Evolution of solar accelerated electron beams as a function of distance from the Sun

Solar electrons beams are accelerated in the corona, and can travel out into the solar wind and beyond. These beams of non-thermal electrons evolve as a function of distance from the Sun, interacting with the background plasma and growing Langmuir waves as they propagate. Subsequent radio emission is also seen in the form of type III bursts. Around 1 AU, we detect in-situ electrons up to 10-20 keV together with local Langmuir waves. However, previous studies suggest that higher energy electrons interact with Langmuir waves close to the Sun and so these electrons would not propagate scatter-free.
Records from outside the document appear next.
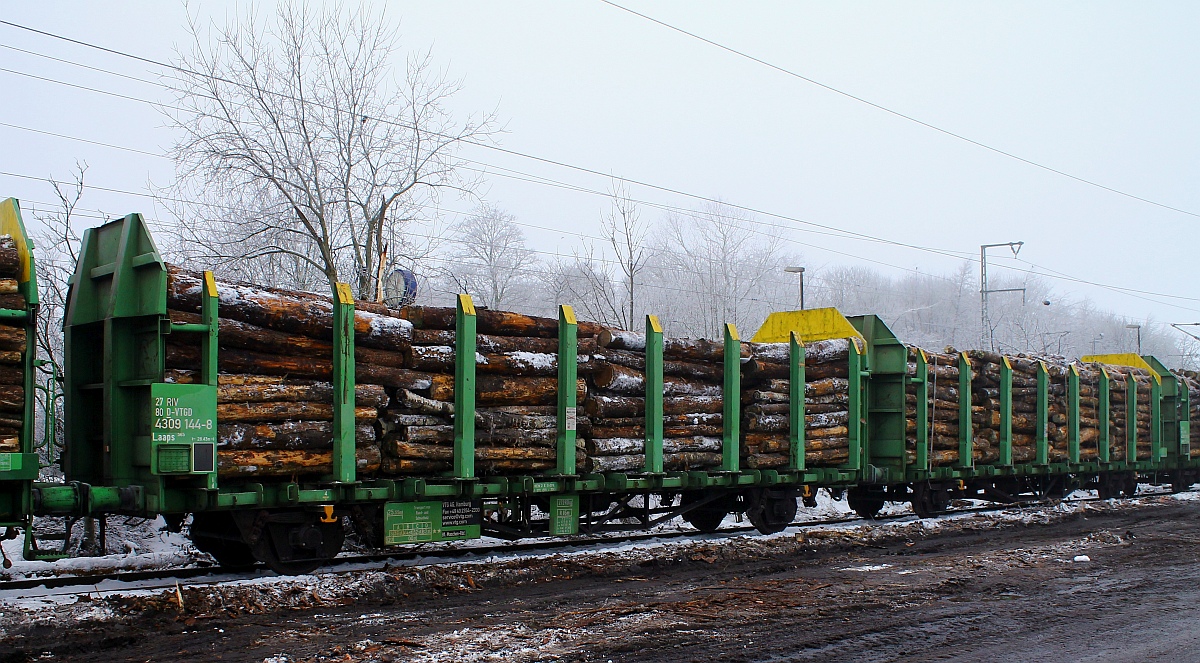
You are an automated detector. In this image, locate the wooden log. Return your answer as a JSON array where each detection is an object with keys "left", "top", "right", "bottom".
[
  {"left": 742, "top": 435, "right": 850, "bottom": 455},
  {"left": 167, "top": 311, "right": 404, "bottom": 369},
  {"left": 743, "top": 410, "right": 850, "bottom": 431},
  {"left": 752, "top": 377, "right": 850, "bottom": 402},
  {"left": 167, "top": 344, "right": 432, "bottom": 389},
  {"left": 379, "top": 456, "right": 454, "bottom": 476},
  {"left": 742, "top": 402, "right": 846, "bottom": 416},
  {"left": 407, "top": 346, "right": 558, "bottom": 376},
  {"left": 742, "top": 358, "right": 850, "bottom": 382},
  {"left": 583, "top": 394, "right": 722, "bottom": 418},
  {"left": 217, "top": 422, "right": 376, "bottom": 450},
  {"left": 590, "top": 412, "right": 724, "bottom": 427},
  {"left": 592, "top": 363, "right": 721, "bottom": 396},
  {"left": 163, "top": 369, "right": 309, "bottom": 387},
  {"left": 388, "top": 424, "right": 558, "bottom": 447},
  {"left": 430, "top": 374, "right": 588, "bottom": 407},
  {"left": 217, "top": 446, "right": 379, "bottom": 479},
  {"left": 587, "top": 452, "right": 721, "bottom": 472},
  {"left": 216, "top": 380, "right": 388, "bottom": 410},
  {"left": 588, "top": 424, "right": 724, "bottom": 437},
  {"left": 584, "top": 435, "right": 721, "bottom": 456},
  {"left": 217, "top": 401, "right": 379, "bottom": 423},
  {"left": 746, "top": 339, "right": 851, "bottom": 366},
  {"left": 592, "top": 348, "right": 725, "bottom": 383},
  {"left": 413, "top": 329, "right": 596, "bottom": 357},
  {"left": 401, "top": 305, "right": 604, "bottom": 339},
  {"left": 596, "top": 329, "right": 734, "bottom": 363},
  {"left": 383, "top": 440, "right": 558, "bottom": 461},
  {"left": 167, "top": 265, "right": 413, "bottom": 350}
]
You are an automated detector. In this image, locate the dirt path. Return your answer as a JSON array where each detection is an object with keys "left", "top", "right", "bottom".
[{"left": 0, "top": 498, "right": 1200, "bottom": 663}]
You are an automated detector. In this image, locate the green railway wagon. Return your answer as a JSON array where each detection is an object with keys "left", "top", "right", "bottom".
[{"left": 11, "top": 214, "right": 1198, "bottom": 573}]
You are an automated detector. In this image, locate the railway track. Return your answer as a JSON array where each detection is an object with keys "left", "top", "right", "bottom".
[{"left": 0, "top": 491, "right": 1169, "bottom": 601}]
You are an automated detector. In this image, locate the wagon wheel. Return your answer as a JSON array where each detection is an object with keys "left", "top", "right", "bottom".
[
  {"left": 846, "top": 486, "right": 886, "bottom": 520},
  {"left": 680, "top": 490, "right": 730, "bottom": 533},
  {"left": 746, "top": 490, "right": 797, "bottom": 534},
  {"left": 911, "top": 482, "right": 949, "bottom": 518},
  {"left": 187, "top": 513, "right": 258, "bottom": 571}
]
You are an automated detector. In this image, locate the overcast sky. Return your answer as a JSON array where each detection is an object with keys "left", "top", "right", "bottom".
[{"left": 0, "top": 0, "right": 1200, "bottom": 322}]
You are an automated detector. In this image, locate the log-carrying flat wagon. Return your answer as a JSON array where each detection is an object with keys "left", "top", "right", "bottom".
[{"left": 0, "top": 202, "right": 1200, "bottom": 573}]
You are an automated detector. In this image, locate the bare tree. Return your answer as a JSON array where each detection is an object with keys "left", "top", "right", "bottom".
[
  {"left": 600, "top": 183, "right": 652, "bottom": 329},
  {"left": 541, "top": 248, "right": 629, "bottom": 328},
  {"left": 448, "top": 204, "right": 538, "bottom": 309},
  {"left": 647, "top": 203, "right": 798, "bottom": 339},
  {"left": 169, "top": 2, "right": 493, "bottom": 297},
  {"left": 30, "top": 162, "right": 88, "bottom": 464}
]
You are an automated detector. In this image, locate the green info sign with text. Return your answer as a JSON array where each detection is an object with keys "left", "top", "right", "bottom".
[
  {"left": 150, "top": 383, "right": 217, "bottom": 474},
  {"left": 383, "top": 500, "right": 484, "bottom": 545}
]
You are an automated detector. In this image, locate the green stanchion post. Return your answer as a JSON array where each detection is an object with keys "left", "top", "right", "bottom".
[
  {"left": 646, "top": 316, "right": 662, "bottom": 474},
  {"left": 558, "top": 305, "right": 578, "bottom": 474},
  {"left": 721, "top": 324, "right": 742, "bottom": 472},
  {"left": 1175, "top": 380, "right": 1192, "bottom": 460},
  {"left": 1067, "top": 364, "right": 1079, "bottom": 462},
  {"left": 454, "top": 293, "right": 476, "bottom": 479},
  {"left": 1150, "top": 371, "right": 1166, "bottom": 462},
  {"left": 1126, "top": 372, "right": 1138, "bottom": 462},
  {"left": 960, "top": 352, "right": 974, "bottom": 467},
  {"left": 1033, "top": 362, "right": 1050, "bottom": 465},
  {"left": 787, "top": 332, "right": 805, "bottom": 471},
  {"left": 332, "top": 283, "right": 356, "bottom": 483},
  {"left": 1096, "top": 369, "right": 1112, "bottom": 462},
  {"left": 842, "top": 339, "right": 866, "bottom": 471},
  {"left": 1000, "top": 357, "right": 1013, "bottom": 467},
  {"left": 913, "top": 348, "right": 936, "bottom": 471}
]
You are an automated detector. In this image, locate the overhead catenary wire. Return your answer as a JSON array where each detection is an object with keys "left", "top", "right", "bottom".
[
  {"left": 600, "top": 0, "right": 1200, "bottom": 217},
  {"left": 0, "top": 19, "right": 984, "bottom": 257},
  {"left": 0, "top": 24, "right": 1190, "bottom": 310}
]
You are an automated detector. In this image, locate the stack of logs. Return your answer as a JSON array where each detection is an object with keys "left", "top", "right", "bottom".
[
  {"left": 581, "top": 329, "right": 725, "bottom": 472},
  {"left": 905, "top": 346, "right": 964, "bottom": 466},
  {"left": 742, "top": 339, "right": 859, "bottom": 470},
  {"left": 167, "top": 267, "right": 599, "bottom": 477},
  {"left": 0, "top": 235, "right": 25, "bottom": 453},
  {"left": 906, "top": 347, "right": 1152, "bottom": 466},
  {"left": 1103, "top": 364, "right": 1154, "bottom": 460},
  {"left": 1172, "top": 370, "right": 1200, "bottom": 458},
  {"left": 382, "top": 306, "right": 600, "bottom": 476}
]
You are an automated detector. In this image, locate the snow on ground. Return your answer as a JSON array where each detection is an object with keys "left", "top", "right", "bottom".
[
  {"left": 0, "top": 516, "right": 204, "bottom": 581},
  {"left": 0, "top": 494, "right": 1200, "bottom": 634}
]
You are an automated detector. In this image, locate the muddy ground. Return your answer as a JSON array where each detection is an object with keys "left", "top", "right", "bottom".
[{"left": 0, "top": 497, "right": 1200, "bottom": 663}]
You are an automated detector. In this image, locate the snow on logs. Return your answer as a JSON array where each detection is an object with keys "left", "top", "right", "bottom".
[
  {"left": 580, "top": 329, "right": 725, "bottom": 472},
  {"left": 0, "top": 235, "right": 25, "bottom": 453},
  {"left": 166, "top": 267, "right": 600, "bottom": 478},
  {"left": 905, "top": 347, "right": 1153, "bottom": 466},
  {"left": 742, "top": 339, "right": 860, "bottom": 470}
]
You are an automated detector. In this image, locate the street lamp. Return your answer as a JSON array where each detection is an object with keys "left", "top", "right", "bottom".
[
  {"left": 1126, "top": 324, "right": 1141, "bottom": 357},
  {"left": 784, "top": 267, "right": 804, "bottom": 311}
]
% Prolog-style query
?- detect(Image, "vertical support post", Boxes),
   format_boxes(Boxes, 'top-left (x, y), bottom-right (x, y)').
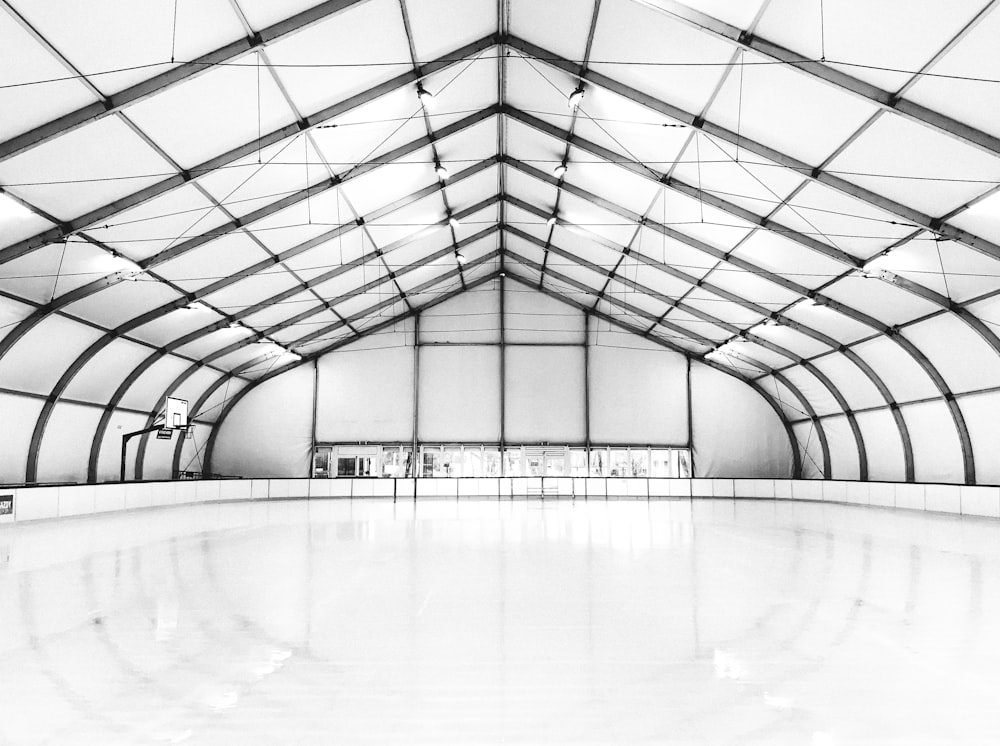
top-left (500, 272), bottom-right (507, 470)
top-left (583, 311), bottom-right (590, 450)
top-left (410, 312), bottom-right (420, 474)
top-left (684, 357), bottom-right (694, 477)
top-left (306, 358), bottom-right (319, 479)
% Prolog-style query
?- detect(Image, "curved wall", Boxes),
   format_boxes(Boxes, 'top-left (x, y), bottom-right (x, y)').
top-left (210, 289), bottom-right (793, 477)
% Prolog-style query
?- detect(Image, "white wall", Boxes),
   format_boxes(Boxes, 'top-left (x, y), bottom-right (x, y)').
top-left (211, 286), bottom-right (792, 477)
top-left (316, 323), bottom-right (413, 442)
top-left (691, 364), bottom-right (792, 477)
top-left (211, 365), bottom-right (313, 477)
Through beam-plasma structure simulations we study the interactions between these electron beams and the background plasma of the solar corona and the solar wind at different distances from the Sun, up to 130 solar radii. This allows us to determine what is the maximum electron velocity responsible for Langmuir wave production and growth, and consequently which electron energies are affected by wave-particle interactions as a function of distance from the Sun. We also vary the spectral index of the electron velocity distribution α and the electron beam density n_beam to identify what role they play in determining the relevant electron velocities at which wave-particle interactions occur. Understanding the mechanisms driving the change in the maximum electron velocity will permit more accurate predictions in electron onset as well as arrival times, relevant for space weather applications and the understanding of the subsequent emissions at radio and X-ray wavelength. Moreover, our radial predictions can be tested against in-situ electron and plasma measurements from the instruments on-board the Solar Orbiter and Parker Solar Probe spacecrafts.